Il peut aussi choisir le statut de l’EURL, entreprise unipersonnelle à responsabilité limitée, qui comprend un seul associé, une personne physique ou morale. A noter qu’un projet de loi, en discussion actuellement au Parlement, prévoit la création d’un statut intermédiaire entre l’entreprise individuelle et la société : il s’agit de l’entreprise individuelle à responsabilité limitée (l’EIRL). Cette dernière permettra à un entrepreneur individuel de déclarer les biens affectés à son activité professionnelle et seuls ces biens seront engagés en cas de dettes professionnelles.
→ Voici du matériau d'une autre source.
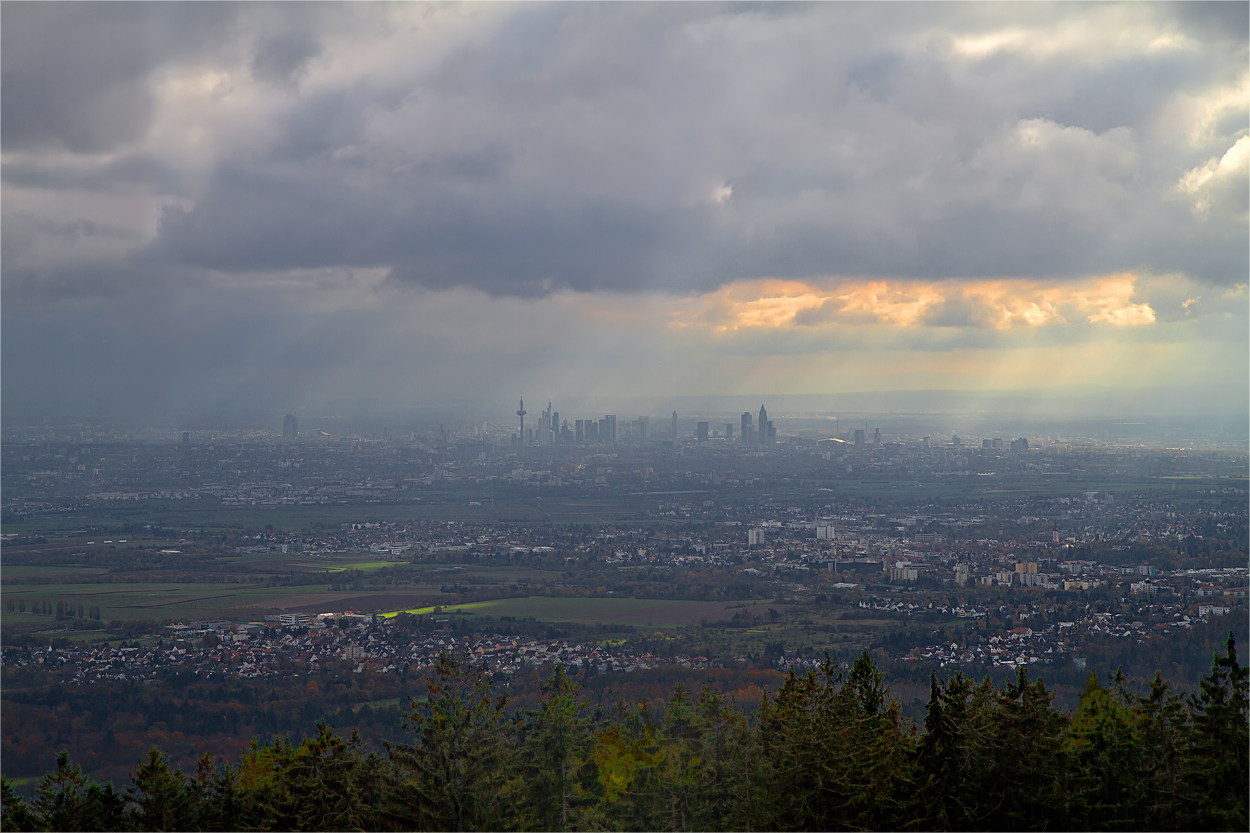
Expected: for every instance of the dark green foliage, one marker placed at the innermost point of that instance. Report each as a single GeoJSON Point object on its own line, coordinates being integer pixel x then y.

Si le commerçant n’est pas seul mais à deux ou plus, il devra s’inscrire au régime des sociétés, et là, diverses formes sont possibles : SARL (Société à responsabilité limitée), SA (Société anonyme), SNC…

« Pour les artisans, on constate qu’il y a beaucoup d’entreprises individuelles, en revanche, les commerçants sont surtout organisés en SARL », note Marie-Caroline Claeys, avocate au cabinet MC² Avocat.

Woko : de la SARL à la SAS ?

Après avoir baigné toute son enfance dans la cuisine asiatique,- ses parents étaient restaurateurs-, Minh-Duc Truong ressent l’envie de créer avec son frère un nouveau concept. C’est dire adapter les principes du fast-food à la cuisine asiatique, avec comme thématique principale : le Wok. Ainsi Woko, c’est le nom de l’enseigne, propose des plats frais, à la commande avec une cuisine totalement ouverte : le client peut y voir ce qui s’y passe…Première ouverture en 2006, dans la banlieue de Draguignan, ce qui permet aux deux frères de valider le concept.

Lauréats en 2008 du prix Unibail, ils s’installent en 2009 au centre commercial de La Part-Dieu à Lyon. « Ce centre est adapté à notre concept, c’est une question d’emplacement », précise Minh-Duc Truong. En effet au bout de 4 mois d’ouverture, ils enregistrent un très bon retour de la clientèle, qui apprécie la simplicité de l’offre, sa rapidité, le tout dans des prix qui restent raisonnables. Minh-Duc Truong souhaite se développer au niveau national, comme à Paris, Marseille ou dans d’autres grandes villes.

Sa société est organisée en une SARL, qui possède la marque et qui a des parts dans chaque restaurant. Chacun d’entre eux ayant ensuite sa propre SARL. Minh-Duc Truong envisage peut être d’évoluer vers une SAS (Société par actions simplifiées), qui offre plus de souplesse dans les règles de fonctionnement.